Tu proveedor de atención médica podría recomendarte dar a luz en un centro médico especializado en embarazos de alto riesgo. Si hay inquietudes con respecto a tu corazón o circulación, o necesitas que haya determinados especialistas presentes, es posible que se te induzca el trabajo de parto.

Podría utilizarse un equipo especializado para controlarte durante el trabajo de parto. Es posible que se requiera controlar el ritmo y la frecuencia cardíaca durante el trabajo de parto y el parto.

Se controlarán tus contracciones y la frecuencia cardíaca del bebé continuamente. En lugar de estar acostada sobre la espalda, es posible que te pidan que te acuestes de costado y lleves una rodilla hacia el pecho.

Para reducir el estrés que se produce a causa del dolor, es posible que el médico te recomiende recibir medicamento a través de un catéter en la columna vertebral (epidural) o una inyección en la columna vertebral (bloqueo espinal) para controlar el dolor. Si tienes un parto vaginal, el proveedor de atención médica podría limitar la cantidad de pujos con la ayuda de un fórceps o una ventosa obstétrica para ayudarte a dar a luz a tu bebé.

Si tienes riesgo de endocarditis, podrías recibir tratamiento con antibióticos justo antes y después del parto.

Es poco frecuente que se requiera una cesárea a causa de una afección cardíaca. Si se produce un problema obstétrico que lleve a una cesárea, se tomarán precauciones especiales para controlar tu función cardíaca durante el parto.
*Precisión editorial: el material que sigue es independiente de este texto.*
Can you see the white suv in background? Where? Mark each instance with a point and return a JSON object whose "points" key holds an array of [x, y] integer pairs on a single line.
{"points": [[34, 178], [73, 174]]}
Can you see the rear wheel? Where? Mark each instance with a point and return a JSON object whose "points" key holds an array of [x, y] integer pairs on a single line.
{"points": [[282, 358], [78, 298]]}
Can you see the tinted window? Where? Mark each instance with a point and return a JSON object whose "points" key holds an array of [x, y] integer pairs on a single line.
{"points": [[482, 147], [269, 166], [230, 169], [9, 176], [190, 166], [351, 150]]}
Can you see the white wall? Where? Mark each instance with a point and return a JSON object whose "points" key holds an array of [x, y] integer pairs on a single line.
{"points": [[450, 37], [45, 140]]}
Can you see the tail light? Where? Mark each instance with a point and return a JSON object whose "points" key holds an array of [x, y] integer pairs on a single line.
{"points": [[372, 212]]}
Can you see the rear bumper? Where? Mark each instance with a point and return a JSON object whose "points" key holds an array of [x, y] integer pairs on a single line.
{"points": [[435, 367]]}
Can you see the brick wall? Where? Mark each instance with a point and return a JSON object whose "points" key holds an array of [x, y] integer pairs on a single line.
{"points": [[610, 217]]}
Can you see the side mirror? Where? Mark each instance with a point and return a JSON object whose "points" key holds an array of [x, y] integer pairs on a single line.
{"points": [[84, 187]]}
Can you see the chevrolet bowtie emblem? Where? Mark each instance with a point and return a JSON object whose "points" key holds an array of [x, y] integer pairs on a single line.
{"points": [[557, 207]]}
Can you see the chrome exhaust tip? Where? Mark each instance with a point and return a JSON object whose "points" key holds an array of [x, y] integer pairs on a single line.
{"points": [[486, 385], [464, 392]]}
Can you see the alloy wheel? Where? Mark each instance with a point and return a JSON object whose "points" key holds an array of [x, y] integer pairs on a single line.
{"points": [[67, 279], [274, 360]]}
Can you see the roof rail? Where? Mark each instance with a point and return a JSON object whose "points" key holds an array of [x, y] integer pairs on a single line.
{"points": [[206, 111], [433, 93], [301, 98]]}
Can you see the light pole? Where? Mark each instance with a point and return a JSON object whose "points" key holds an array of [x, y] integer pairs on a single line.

El médico te puede recomendar programar una fecha para inducir el parto en condiciones controladas si tienes ciertas formas de enfermedad cardíaca grave durante el embarazo.

Se recomienda la lactancia en la mayoría de las mujeres que padecen enfermedades cardíacas, incluso en aquellas que toman medicamentos. Analiza con antelación los posibles ajustes que se deban hacer al tratamiento con el proveedor de atención médica.

Si tienes un problema cardíaco congénito que aumente en gran medida el riesgo de padecer endocarditis, el médico probablemente te comentará sobre los riesgos de sufrir mastitis durante la lactancia. Esta infección bastante frecuente podría suponer un riesgo especial en tu situación. Se puede recomendar la extracción de leche materna y la lactancia en algunas circunstancias.